Scottish Cancer Prevention Network

The SCPN Art & Design Prize for Creative Communication

Winning Designs

Up to 29% of cases of the UK’s 13 most common cancers could be prevented each year, by following recommendations on diet, nutrition, physical activity and body fatness alone.[1] Add in smoking, alcohol, UV-exposure, breastfeeding and radiation - and that number becomes even greater.

Despite the increasing body of evidence for cancer risk reduction, and the fact that cancer incidence in Scotland is projected to increase by 34.1% in men and 32.9% in women between 2008-12 and 2023-27, [2] public awareness of the links between lifestyle and cancer risk is relatively low, and the need for public health action in this area is crucial.

Every one of us from individuals to government has a role to play in decreasing cancer incidence, helping to detect cancer early through engaging in cancer screening programmes and improving the prognosis of people with a cancer diagnosis. Supporting the most vulnerable communities to make lifestyle changes and empowering health professionals to facilitate positive health behaviours are key aspects of the SCPN’s mission. There is much work to be done and strong leadership is needed in Scotland to turn around the projected increase in cancer incidence.

For this reason, we look to Scotland’s artists and designers to think about new ways to communicate the links between lifestyle and cancer risk, encourage cancer screening uptake and support others to make positive health choices. Our annual £250 prize seeks entries in any medium, which involve behaviours which are identified as impacting on our risk of developing cancer.

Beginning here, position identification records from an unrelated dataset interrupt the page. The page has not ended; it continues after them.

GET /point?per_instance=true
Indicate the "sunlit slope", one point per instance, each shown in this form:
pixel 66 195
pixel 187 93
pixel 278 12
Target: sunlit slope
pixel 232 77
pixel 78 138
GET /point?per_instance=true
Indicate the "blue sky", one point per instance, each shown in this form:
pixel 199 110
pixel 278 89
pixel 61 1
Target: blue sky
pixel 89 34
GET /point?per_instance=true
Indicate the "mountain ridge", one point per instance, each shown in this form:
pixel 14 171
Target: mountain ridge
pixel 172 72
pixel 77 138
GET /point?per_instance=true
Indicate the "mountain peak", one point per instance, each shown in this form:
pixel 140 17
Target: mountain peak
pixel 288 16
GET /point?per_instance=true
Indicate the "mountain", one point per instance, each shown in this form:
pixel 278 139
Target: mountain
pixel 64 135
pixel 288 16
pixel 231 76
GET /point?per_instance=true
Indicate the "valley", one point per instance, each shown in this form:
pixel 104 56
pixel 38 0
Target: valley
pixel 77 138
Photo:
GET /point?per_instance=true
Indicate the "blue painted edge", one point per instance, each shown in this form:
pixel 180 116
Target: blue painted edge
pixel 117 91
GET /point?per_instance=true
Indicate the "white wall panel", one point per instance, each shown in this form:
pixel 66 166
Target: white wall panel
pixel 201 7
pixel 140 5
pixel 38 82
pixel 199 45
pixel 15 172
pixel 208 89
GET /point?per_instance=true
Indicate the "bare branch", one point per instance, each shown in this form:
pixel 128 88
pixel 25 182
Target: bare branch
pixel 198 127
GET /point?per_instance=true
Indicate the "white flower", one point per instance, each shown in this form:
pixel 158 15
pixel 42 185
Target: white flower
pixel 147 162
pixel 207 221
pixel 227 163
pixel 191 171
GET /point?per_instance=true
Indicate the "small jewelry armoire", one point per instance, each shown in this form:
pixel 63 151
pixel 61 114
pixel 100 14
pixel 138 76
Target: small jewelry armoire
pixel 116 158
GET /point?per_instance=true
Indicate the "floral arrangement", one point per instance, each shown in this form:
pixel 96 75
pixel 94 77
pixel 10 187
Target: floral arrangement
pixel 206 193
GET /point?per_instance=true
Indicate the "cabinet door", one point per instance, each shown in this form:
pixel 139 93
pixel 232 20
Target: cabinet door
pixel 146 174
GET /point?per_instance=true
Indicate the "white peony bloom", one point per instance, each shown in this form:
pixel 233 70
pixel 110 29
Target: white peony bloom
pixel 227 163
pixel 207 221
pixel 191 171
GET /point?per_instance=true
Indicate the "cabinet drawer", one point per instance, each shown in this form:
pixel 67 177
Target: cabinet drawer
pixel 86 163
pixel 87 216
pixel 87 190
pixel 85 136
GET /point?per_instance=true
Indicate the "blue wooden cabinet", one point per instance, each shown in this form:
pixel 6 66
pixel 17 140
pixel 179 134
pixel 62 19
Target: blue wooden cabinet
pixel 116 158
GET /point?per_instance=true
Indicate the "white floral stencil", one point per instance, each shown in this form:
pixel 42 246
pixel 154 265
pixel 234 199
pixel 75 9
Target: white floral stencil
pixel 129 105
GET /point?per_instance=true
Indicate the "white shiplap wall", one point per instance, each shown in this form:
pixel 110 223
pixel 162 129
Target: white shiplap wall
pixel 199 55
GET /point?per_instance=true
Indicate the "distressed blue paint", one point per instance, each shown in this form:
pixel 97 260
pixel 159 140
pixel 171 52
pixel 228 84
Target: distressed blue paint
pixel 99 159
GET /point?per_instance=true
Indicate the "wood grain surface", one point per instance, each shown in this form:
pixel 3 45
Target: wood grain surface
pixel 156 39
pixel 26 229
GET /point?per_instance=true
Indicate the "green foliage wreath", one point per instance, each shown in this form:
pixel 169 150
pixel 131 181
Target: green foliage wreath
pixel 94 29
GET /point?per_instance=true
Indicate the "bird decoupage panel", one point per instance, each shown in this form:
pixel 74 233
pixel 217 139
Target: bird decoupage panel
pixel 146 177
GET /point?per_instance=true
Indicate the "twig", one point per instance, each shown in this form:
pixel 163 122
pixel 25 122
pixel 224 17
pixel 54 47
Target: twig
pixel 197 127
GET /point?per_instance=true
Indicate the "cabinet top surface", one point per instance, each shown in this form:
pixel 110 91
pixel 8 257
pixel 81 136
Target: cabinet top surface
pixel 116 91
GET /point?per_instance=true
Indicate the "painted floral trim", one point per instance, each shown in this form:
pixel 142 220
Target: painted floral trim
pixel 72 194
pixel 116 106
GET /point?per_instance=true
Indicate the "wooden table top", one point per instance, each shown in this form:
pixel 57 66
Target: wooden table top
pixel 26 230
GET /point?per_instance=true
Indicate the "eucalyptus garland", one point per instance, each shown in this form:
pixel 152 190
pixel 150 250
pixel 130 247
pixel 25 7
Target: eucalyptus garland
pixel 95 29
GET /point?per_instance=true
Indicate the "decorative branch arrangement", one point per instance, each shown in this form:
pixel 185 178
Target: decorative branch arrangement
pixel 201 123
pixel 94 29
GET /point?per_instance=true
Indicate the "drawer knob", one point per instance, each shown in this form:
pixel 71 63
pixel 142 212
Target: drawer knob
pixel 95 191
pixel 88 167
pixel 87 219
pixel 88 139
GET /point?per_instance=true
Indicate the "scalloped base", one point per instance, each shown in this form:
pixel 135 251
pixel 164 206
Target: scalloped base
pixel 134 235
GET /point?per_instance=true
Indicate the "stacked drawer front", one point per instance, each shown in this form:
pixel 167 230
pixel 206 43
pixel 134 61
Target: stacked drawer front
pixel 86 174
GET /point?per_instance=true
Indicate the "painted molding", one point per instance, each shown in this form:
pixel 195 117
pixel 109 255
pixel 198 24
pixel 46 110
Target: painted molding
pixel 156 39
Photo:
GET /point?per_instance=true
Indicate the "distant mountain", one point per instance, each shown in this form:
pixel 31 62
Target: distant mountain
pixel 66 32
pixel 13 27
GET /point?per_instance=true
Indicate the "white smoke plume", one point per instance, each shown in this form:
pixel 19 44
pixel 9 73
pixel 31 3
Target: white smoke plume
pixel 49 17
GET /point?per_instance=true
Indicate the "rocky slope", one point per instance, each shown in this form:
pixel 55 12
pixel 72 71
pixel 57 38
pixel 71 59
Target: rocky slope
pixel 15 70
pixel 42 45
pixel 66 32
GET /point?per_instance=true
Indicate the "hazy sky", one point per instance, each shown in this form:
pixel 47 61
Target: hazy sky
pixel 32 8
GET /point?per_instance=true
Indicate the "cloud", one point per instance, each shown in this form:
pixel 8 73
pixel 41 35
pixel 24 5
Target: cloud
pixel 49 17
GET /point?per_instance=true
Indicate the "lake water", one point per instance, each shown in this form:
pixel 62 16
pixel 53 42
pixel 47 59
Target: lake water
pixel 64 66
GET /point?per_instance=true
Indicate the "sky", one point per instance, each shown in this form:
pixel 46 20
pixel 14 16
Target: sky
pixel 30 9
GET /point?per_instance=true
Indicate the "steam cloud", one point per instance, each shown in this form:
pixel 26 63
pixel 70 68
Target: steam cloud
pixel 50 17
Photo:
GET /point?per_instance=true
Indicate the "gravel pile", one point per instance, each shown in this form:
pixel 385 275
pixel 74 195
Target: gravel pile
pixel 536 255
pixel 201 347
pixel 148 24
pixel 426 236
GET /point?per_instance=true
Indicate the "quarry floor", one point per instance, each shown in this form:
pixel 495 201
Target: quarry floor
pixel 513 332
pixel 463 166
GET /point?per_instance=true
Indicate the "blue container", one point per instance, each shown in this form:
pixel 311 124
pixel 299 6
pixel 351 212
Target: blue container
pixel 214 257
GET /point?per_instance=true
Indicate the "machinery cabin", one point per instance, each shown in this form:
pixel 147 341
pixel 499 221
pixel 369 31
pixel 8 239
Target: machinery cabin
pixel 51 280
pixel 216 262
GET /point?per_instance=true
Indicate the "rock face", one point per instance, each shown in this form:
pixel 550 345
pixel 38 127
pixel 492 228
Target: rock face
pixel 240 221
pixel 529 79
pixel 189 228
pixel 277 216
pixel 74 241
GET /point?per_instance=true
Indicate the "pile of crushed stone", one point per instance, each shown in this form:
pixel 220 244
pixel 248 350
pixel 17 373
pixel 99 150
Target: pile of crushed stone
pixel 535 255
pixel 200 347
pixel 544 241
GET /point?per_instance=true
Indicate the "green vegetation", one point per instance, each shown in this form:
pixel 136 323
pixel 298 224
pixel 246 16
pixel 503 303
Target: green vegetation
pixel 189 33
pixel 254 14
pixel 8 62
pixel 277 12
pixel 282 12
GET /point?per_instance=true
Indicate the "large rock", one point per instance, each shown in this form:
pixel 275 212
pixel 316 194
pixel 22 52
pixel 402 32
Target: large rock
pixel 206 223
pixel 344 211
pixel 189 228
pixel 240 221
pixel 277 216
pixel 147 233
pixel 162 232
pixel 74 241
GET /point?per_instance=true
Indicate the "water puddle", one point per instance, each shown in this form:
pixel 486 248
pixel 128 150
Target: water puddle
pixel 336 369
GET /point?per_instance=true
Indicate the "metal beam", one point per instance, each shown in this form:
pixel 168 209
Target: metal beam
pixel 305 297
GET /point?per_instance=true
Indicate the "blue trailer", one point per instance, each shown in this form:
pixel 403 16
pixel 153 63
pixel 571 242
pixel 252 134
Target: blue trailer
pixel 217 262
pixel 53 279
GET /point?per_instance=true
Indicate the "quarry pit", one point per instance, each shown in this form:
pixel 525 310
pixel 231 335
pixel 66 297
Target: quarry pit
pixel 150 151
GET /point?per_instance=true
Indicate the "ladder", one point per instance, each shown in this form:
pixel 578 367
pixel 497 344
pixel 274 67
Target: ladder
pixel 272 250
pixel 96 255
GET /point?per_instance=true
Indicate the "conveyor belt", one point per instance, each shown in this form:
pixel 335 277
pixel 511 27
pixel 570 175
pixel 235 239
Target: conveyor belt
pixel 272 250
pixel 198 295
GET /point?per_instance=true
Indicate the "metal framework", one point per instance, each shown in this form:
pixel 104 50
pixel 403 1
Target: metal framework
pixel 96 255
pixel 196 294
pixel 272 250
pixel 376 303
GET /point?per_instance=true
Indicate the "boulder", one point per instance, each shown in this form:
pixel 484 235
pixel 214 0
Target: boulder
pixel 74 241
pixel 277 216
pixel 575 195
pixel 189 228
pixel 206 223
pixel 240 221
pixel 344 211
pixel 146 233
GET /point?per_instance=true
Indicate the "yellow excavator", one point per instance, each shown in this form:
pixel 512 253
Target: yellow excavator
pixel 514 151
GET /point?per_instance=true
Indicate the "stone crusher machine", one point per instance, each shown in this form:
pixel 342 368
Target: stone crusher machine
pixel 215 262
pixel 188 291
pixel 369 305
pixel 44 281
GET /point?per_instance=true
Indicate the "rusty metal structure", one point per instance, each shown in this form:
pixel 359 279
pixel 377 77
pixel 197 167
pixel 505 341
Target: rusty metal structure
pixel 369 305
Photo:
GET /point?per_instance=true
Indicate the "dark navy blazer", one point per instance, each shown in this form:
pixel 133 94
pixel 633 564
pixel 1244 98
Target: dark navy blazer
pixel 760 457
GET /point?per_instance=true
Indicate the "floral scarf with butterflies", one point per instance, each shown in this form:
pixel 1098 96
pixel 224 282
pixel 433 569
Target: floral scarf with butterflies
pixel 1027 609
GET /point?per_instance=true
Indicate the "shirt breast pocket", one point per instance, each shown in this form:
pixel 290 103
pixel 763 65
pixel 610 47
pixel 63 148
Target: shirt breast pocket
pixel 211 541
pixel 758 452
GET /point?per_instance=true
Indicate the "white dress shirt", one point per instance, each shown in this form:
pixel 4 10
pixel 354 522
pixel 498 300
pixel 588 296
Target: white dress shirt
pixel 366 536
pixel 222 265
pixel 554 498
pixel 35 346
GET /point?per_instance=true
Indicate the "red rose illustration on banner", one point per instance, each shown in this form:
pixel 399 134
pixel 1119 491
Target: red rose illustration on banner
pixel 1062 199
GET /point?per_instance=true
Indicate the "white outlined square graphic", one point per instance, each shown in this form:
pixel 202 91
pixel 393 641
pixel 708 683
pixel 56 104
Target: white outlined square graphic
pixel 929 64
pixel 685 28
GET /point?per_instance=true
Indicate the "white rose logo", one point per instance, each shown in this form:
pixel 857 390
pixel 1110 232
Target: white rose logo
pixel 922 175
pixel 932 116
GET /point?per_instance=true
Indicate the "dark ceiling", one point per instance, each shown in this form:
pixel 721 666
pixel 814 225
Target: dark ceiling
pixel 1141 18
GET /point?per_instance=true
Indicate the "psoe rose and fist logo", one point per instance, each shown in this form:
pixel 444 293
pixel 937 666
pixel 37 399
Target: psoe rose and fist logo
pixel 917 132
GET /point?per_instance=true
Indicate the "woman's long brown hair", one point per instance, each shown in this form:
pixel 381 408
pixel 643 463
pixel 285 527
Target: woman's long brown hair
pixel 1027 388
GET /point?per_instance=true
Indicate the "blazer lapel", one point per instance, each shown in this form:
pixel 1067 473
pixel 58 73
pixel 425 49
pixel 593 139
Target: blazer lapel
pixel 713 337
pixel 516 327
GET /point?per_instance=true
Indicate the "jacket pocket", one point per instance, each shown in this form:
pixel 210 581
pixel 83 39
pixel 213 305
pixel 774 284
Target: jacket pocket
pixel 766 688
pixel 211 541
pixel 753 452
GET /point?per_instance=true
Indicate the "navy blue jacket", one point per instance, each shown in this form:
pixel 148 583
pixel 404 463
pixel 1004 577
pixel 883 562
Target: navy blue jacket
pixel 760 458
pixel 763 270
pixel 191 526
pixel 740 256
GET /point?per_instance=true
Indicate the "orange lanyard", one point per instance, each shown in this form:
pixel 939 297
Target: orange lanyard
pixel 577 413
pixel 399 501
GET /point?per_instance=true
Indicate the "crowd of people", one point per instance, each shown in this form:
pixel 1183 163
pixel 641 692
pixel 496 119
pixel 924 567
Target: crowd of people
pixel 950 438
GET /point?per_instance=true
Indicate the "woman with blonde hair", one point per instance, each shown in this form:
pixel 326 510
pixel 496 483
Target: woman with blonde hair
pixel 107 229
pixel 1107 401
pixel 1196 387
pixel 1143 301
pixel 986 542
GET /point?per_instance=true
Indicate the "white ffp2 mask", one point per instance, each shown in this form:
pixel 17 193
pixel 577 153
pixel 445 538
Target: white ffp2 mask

  1. World Cancer Research Fund. (2015) ‘Updated estimates of cancer preventability (PAF%) by appropriate diet, nutrition, physical activity, and body fatness in four countries’. Available at: (Accessed: 9 February 2017).
  2. Information Services Division, NHS National Services Scotland. (2015) ‘Cancer Incidence Projections for Scotland 2013-2027’. Available at: (Accessed: 9 February 2017).